Lo que se cuestiona, afortunadamente cada vez con mayor ahínco, es la legalidad, la racionalidad y la efectividad de las acciones que el gobierno estadounidense ha puesto en práctica para defender al país, y si la reacción ha sido desproporcionada, violatoria de leyes nacionales e internacionales y atentatoria contra el principio fundamental que dicen querer defender: la libertad individual.
Si para valorar el desempeño de las autoridades hacemos un análisis de costo-beneficio, el balance sería demoledor contra el gobierno. El gasto es desproporcionado, porque del 2001 a la fecha se han gastado aproximadamente 8 billones de dólares (8 trillones, en inglés) para defender al país del terrorismo internacional, pero cuando se les pide a las autoridades que mencionen casos específicos de atentados frustrados gracias al controvertido programa de espionaje la cosecha se reduce a un caso: un hombre en San Diego que envió 8.500 dólares a un grupo afiliado a Al Qaeda en Somalia. Aun reconociendo que las cifras reales sobre el número de atentados que han sido frustrados gracias a los diversos programas de defensa es casi imposible de precisar, e inclusive acreditando la posible veracidad de un reporte de la muy conservadora Heritage Foundation, que dice que del 2001 a la fecha se han frustrado entre 50 y 60 atentados, el balance sigue siendo estrepitosamente deficitario.

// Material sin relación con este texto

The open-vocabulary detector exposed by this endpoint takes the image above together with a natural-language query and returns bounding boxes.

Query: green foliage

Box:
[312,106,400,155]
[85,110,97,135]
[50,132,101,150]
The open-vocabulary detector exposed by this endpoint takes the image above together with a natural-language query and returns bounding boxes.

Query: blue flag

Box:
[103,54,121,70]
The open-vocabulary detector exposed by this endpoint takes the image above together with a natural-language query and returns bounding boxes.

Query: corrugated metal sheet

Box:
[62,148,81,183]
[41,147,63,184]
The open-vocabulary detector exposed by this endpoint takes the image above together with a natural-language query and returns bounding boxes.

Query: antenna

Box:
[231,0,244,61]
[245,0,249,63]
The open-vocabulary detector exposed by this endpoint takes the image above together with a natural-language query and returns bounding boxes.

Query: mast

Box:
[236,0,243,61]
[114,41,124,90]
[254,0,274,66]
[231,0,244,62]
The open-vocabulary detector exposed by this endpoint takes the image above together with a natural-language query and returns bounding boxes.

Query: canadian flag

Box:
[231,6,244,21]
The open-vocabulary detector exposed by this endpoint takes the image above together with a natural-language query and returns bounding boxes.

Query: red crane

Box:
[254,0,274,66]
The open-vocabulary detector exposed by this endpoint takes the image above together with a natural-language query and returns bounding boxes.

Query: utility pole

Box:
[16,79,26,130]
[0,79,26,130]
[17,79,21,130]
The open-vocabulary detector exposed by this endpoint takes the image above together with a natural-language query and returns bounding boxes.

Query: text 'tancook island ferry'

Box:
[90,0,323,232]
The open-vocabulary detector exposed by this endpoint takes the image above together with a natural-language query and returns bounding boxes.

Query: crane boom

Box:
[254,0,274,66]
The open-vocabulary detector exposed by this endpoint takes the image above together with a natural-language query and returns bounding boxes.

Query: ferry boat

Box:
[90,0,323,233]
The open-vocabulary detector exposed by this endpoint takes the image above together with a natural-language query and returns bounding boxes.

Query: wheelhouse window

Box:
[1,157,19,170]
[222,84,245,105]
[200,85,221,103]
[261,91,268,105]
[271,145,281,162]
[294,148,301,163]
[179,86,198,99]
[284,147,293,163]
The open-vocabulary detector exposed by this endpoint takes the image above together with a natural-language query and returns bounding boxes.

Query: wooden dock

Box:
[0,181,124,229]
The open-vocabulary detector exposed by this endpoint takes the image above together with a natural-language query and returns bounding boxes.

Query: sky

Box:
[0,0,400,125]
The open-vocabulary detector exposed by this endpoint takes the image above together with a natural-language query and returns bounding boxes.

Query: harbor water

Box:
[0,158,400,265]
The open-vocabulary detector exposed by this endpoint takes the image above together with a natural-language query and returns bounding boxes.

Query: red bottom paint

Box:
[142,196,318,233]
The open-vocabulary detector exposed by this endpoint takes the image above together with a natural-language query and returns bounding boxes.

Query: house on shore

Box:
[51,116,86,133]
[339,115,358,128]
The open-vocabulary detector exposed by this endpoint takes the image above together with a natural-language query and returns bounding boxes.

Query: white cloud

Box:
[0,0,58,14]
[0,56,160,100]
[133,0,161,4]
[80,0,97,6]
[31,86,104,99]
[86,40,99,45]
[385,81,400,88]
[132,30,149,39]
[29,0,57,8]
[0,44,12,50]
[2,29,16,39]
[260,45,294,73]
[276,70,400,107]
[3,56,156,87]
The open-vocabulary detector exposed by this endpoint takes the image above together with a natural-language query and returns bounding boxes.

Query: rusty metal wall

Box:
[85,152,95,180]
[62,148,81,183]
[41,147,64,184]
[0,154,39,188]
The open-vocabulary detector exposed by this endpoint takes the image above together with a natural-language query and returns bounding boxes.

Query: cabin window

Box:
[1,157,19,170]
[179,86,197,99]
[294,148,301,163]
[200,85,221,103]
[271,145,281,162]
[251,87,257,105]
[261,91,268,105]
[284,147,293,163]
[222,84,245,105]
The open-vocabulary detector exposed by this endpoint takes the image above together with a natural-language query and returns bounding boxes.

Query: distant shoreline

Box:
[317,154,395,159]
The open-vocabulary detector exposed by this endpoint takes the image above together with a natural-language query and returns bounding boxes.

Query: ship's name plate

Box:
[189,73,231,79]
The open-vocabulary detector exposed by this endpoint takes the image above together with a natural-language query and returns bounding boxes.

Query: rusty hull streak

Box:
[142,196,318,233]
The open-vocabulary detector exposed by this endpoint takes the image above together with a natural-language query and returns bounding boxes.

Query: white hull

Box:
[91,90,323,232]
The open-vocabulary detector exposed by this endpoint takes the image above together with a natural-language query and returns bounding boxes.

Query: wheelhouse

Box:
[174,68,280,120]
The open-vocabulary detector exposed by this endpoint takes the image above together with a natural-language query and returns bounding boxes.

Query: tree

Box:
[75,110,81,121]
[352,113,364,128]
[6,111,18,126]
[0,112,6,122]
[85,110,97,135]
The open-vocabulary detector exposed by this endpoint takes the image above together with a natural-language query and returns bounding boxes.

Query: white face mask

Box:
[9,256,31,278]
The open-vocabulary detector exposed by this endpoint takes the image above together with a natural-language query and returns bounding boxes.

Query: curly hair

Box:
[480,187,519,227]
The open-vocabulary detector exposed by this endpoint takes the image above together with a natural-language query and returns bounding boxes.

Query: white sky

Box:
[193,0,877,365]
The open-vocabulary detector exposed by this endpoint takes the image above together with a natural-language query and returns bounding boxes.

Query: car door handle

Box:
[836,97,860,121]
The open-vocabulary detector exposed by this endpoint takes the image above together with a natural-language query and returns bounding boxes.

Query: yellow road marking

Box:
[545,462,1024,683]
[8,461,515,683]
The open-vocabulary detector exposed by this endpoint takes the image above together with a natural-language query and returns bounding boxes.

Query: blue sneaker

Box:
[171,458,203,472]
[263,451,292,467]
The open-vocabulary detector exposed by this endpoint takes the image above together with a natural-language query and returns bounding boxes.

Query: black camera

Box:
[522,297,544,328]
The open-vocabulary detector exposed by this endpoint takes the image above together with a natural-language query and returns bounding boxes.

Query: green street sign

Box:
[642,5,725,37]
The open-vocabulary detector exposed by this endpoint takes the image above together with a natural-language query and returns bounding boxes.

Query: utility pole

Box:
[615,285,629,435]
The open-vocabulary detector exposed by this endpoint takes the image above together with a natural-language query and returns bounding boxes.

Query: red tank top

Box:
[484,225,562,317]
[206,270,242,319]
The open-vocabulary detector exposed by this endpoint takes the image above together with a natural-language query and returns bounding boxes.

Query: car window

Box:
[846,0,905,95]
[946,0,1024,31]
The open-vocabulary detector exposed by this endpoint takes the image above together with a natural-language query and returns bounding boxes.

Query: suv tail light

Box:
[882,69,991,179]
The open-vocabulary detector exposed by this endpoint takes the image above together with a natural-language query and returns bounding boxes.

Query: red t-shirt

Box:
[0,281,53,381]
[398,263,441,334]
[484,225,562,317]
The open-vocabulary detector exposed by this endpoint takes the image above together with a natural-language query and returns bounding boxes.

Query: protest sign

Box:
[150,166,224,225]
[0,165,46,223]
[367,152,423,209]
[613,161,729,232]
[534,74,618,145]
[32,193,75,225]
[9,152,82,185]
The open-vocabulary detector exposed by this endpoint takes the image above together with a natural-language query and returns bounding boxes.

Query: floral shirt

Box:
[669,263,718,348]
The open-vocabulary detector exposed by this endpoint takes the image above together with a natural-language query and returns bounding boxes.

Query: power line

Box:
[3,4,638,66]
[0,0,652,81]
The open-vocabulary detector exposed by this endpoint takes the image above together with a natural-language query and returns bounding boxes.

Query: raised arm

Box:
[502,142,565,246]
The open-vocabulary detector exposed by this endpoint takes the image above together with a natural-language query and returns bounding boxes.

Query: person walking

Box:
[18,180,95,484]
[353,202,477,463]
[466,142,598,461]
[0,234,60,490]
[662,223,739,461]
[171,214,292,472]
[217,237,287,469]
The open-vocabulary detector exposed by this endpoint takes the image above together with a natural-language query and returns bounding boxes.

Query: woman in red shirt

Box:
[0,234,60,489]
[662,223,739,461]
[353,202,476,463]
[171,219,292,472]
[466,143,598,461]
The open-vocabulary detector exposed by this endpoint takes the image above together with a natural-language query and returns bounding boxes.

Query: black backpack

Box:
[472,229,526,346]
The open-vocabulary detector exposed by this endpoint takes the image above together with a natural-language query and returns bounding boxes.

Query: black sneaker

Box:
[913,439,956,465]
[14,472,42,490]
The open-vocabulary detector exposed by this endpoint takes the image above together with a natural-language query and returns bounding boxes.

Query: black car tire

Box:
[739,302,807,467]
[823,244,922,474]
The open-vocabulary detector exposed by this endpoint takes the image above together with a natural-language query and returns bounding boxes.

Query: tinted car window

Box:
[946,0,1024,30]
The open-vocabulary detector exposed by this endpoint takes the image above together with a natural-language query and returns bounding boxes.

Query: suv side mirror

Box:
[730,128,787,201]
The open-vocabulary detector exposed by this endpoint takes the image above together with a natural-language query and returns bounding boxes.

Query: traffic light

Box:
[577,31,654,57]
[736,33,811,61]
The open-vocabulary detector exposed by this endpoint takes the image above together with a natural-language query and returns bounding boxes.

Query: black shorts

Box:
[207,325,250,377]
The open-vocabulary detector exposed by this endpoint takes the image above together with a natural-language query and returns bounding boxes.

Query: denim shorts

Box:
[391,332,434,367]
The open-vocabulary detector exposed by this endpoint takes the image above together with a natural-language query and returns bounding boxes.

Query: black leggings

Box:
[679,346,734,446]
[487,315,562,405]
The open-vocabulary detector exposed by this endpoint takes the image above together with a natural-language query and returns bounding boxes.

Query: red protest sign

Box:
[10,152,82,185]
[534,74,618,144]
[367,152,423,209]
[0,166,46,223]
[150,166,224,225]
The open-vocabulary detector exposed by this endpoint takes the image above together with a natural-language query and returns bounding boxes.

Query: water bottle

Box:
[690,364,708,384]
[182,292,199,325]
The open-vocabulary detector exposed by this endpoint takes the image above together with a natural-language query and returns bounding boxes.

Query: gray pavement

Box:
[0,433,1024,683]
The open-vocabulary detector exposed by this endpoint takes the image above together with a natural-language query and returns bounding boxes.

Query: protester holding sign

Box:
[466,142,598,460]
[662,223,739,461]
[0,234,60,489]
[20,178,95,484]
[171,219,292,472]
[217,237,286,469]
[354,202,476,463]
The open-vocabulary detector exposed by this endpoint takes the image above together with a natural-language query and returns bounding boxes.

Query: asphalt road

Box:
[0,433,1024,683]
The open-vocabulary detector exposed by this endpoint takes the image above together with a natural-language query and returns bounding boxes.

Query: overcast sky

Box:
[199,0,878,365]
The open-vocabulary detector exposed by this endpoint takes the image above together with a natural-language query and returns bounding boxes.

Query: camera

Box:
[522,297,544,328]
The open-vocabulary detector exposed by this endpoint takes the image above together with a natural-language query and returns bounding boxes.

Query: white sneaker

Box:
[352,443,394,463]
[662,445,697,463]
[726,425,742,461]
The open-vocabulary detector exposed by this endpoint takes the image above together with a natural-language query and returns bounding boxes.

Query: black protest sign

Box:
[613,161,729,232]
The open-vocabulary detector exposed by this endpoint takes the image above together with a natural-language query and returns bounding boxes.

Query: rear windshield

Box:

Algo semejante sucede cuando se busca precisar el número de estadounidenses muertos en atentados terroristas. Según la revista alemana Der Spiegel, del 2005 a la fecha habrán muerto unos 23 estadounidenses en atentados dentro y fuera de EE. UU. Algunas publicaciones norteamericanas sostienen que además de los casi tres mil que murieron el 11 de septiembre, el número de muertos en atentados terroristas llegaría a 150.
Ante estas cifras, no queda otra alternativa que cuestionar el argumento de las autoridades de que el propósito de los programas de espionaje es salvar vidas. Peor aún, si de salvar vidas se trata, ¿no sería más efectivo imponer un control racional a la venta de armas de fuego con las que anualmente se mata a más de 30.000 estadounidenses?
Si el motivo del programa es la defensa de la libertad de los estadounidenses, ¿no resulta contradictorio restringirles su libertad espiándolos? Y hablando de libertades, ¿resulta exagerado exigir que se respete la privacidad de mis conversaciones telefónicas y mis correos electrónicos?
El gobierno ha asegurado a los ciudadanos que solo revisa el contenido de las comunicaciones privadas conectadas a individuos identificados como terroristas y no las del resto de la gente. El problema con esta inverosímil declaración del gobierno es que exige confiar ciegamente en la mismas autoridades que ya violaron su esfera privada, y esto es no un acto sino un salto de fe muy difícil de dar.